Во-вторых, у самых бедных арендаторов найдется теперь хоть какая-нибудь ценная собственность, которую можно будет, согласно закону, описать и тем помочь уплатить ренту помещику, так как хлеб и скот у них уже отняты, а деньги вещь в наших краях совершенно неизвестная.

В-третьих, так как содержание ста тысяч детей от двух лет и старше не может быть оценено менее, чем в десять шиллингов ежегодно за душу, то национальный доход тем самым увеличится на пятьдесят тысяч фунтов в год, не говоря уже о стоимости нового блюда, которое появится на столах наших богатых джентльменов с утонченным гастрономическим вкусом. А деньги будут обращаться только среди нас, так как товар полностью выращивается и производится в нашей стране.

В-четвертых, постоянные производители детей, помимо ежегодного заработка в восемь шиллингов за проданного ребенка, по прошествии первого года будут избавлены от забот по его содержанию.
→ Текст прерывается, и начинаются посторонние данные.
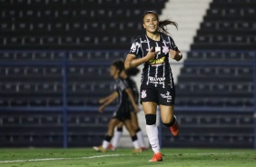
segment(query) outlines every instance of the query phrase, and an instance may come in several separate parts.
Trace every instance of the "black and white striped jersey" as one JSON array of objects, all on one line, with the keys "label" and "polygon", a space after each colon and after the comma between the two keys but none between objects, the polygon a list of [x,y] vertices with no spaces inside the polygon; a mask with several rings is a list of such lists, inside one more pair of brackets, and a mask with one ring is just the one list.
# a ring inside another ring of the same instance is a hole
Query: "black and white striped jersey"
[{"label": "black and white striped jersey", "polygon": [[178,50],[173,39],[162,33],[160,33],[160,41],[154,41],[146,34],[136,38],[129,54],[134,54],[136,58],[142,58],[147,54],[150,48],[153,51],[160,50],[155,55],[154,60],[144,64],[142,73],[142,85],[150,85],[153,87],[172,87],[173,78],[171,65],[169,64],[170,49]]}]

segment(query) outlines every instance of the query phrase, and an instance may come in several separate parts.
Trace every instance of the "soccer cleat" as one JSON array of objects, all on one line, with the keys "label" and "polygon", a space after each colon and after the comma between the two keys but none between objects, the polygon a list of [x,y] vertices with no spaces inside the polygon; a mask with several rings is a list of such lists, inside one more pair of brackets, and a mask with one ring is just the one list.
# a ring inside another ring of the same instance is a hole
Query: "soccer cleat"
[{"label": "soccer cleat", "polygon": [[162,162],[162,153],[154,153],[153,158],[149,162]]},{"label": "soccer cleat", "polygon": [[141,153],[141,152],[143,152],[142,149],[133,149],[133,153]]},{"label": "soccer cleat", "polygon": [[111,143],[107,146],[107,149],[115,151],[115,148]]},{"label": "soccer cleat", "polygon": [[96,147],[96,146],[94,146],[93,147],[93,149],[94,150],[94,151],[97,151],[97,152],[107,152],[107,150],[106,149],[104,149],[104,148],[103,148],[103,146],[98,146],[98,147]]},{"label": "soccer cleat", "polygon": [[[176,118],[176,117],[175,117]],[[175,124],[173,124],[172,126],[170,127],[171,133],[173,136],[177,136],[179,135],[180,133],[180,126],[179,123],[177,122],[177,118],[176,118],[176,123]]]}]

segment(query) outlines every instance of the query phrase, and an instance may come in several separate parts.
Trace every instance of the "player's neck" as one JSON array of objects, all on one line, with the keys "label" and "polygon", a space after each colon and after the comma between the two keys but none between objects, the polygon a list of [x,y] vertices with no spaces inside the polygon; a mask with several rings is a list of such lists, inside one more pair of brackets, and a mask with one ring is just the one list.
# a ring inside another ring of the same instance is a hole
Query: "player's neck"
[{"label": "player's neck", "polygon": [[153,41],[160,41],[160,34],[158,32],[155,33],[149,33],[147,32],[147,36]]}]

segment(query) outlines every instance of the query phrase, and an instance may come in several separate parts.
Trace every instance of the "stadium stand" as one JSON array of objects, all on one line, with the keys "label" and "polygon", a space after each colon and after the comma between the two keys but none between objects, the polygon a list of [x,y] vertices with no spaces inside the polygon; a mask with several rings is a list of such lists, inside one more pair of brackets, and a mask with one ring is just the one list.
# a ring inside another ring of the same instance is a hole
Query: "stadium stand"
[{"label": "stadium stand", "polygon": [[142,33],[143,13],[161,13],[165,2],[1,0],[0,146],[101,143],[108,67]]},{"label": "stadium stand", "polygon": [[176,105],[196,112],[177,113],[178,138],[162,128],[162,146],[253,147],[254,6],[251,0],[211,3],[176,85]]},{"label": "stadium stand", "polygon": [[[112,90],[108,66],[143,31],[143,13],[161,14],[166,2],[1,0],[0,146],[101,143],[111,113],[95,108]],[[245,65],[255,56],[253,6],[211,4],[178,77],[182,133],[161,128],[163,147],[253,147],[252,67]]]}]

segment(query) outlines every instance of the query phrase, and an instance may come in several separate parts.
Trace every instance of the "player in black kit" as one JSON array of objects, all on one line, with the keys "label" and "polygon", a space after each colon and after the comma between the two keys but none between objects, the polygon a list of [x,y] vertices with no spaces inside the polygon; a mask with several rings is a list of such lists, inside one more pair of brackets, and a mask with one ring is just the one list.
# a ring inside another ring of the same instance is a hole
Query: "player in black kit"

В-пятых, это новое кушанье привлечет много посетителей в таверны, владельцы которых, конечно, постараются достать наилучшие рецепты для приготовления этого блюда самым тонким образом, и в результате их заведения будут посещаться всеми богатыми джентльменами, которые справедливо гордятся своим знанием хорошей кухни, а искусный повар, знающий как угодить гостям, ухитрится сделать это кушанье таким дорогим, что оно им непременно понравится.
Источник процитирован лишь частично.